Tomás Karagozian, PDG de TN & Platex
Il a plaidé pour des prêts à long terme à des taux raisonnables : “Pour payer les frais qui ont été facturés cette année, il faut vendre de la drogue ; C’est absolument impossible.”
La demande de pesos augmente à l’approche des fêtes de fin d’année, en raison des dépenses liées aux cadeaux, aux vacances et aux primes. Les provinces et les municipalités sont particulièrement touchées. Vladimir Werning, vice-président de la Banque centrale, a annoncé que l’institution achèterait des dollars sans stériliser les pesos, dans la mesure où la reprise de l’activité le justifierait.
La situation financière des collectivités locales est préoccupante. Au moins six municipalités de Buenos Aires ont déclaré l’état d’urgence économique, et d’autres reconnaissent en privé leurs difficultés à faire face aux paiements de fin d’année. Certaines administrations provinciales, comme celle de Río Negro, envisagent d’émettre des obligations pour un montant de 40 à 50 milliards de pesos pour respecter leurs engagements.
Les entreprises ont vu leur trésorerie affectée par la baisse des ventes, tandis que les provinces et les municipalités ont subi une diminution de leurs revenus.
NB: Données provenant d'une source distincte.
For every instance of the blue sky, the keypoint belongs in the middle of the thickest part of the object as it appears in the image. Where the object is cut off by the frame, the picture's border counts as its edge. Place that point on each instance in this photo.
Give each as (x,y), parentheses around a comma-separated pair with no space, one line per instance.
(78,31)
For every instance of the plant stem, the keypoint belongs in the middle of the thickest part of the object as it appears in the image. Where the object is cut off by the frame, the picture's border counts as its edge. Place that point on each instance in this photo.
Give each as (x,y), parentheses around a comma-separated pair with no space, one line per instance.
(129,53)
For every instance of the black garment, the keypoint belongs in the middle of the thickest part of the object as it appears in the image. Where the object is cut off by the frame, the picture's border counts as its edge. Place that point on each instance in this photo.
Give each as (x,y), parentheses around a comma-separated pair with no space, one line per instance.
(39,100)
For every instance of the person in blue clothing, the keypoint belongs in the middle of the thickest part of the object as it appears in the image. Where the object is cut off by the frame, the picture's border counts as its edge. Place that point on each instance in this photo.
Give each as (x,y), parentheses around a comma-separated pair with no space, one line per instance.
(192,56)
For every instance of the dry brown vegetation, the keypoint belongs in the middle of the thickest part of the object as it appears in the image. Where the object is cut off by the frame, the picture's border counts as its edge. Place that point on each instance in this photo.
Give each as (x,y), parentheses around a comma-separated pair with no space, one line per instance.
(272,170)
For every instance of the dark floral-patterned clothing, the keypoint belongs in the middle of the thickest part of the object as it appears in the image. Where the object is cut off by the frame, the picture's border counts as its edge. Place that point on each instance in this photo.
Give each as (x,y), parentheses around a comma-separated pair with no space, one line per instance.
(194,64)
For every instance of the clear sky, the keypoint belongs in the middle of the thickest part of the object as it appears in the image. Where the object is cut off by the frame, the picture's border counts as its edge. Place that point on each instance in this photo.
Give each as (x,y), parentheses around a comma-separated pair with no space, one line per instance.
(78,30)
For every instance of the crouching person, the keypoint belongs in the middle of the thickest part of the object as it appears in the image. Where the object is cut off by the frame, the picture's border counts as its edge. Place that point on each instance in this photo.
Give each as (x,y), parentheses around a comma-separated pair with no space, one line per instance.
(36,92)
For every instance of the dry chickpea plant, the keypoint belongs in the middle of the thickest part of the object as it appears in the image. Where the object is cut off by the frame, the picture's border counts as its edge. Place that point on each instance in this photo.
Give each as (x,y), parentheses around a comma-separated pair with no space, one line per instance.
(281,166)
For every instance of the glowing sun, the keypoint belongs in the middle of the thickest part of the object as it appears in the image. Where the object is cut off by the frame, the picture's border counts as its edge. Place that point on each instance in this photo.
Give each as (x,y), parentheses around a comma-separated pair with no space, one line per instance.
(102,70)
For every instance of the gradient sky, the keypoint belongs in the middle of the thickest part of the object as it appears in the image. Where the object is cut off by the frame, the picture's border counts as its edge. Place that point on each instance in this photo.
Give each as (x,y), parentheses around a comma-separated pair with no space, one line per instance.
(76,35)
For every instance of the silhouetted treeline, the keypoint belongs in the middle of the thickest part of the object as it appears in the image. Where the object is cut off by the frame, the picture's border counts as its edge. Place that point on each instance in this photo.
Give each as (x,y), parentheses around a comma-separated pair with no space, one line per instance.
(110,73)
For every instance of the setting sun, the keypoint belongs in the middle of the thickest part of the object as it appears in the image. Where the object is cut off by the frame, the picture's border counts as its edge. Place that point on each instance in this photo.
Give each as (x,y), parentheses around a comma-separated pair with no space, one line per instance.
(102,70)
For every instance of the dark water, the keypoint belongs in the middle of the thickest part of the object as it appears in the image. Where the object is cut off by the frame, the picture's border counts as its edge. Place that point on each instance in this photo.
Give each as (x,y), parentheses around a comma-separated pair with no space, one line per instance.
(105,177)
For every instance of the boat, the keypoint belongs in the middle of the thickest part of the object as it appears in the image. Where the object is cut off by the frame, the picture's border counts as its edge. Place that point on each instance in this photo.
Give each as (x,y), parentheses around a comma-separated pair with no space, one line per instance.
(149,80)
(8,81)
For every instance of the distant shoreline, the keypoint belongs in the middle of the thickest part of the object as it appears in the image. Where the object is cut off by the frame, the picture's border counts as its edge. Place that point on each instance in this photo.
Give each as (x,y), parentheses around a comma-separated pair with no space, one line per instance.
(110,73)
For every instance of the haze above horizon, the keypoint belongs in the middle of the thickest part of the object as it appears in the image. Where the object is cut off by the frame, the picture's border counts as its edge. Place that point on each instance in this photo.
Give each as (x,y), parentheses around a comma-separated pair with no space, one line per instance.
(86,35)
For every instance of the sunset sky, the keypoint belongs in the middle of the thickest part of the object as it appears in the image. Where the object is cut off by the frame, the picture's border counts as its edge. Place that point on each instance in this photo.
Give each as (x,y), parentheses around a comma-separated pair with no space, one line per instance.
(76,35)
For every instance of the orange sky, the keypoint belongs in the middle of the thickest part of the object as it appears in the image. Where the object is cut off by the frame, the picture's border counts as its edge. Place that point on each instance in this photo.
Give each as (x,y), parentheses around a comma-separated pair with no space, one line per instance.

Dans certains cas, le gouvernement national tarde à verser les fonds dus aux provinces, ce qui aggrave la situation.
Plusieurs banques publiques et privées ont commencé à proposer des lignes de crédit à six mois pour financer le versement des primes, mais les taux d’intérêt restent élevés, oscillant entre 35 % et 50 % par an, alors que l’inflation prévue pour les douze prochains mois se situe autour de 20,8 % selon l’Enquête sur les Anticipations du Marché (REM). Plus d’informations sur la situation financière.
En 2024, le retour du crédit avait contribué à amortir l’impact de l’ajustement des dépenses publiques. Aujourd’hui, Javier Milei est confronté à un défi complexe : concilier la stabilité du dollar, la maîtrise des taux d’intérêt, la lutte contre l’inflation et la relance de l’activité économique. Ce sera, semble-t-il, le principal enjeu de 2026.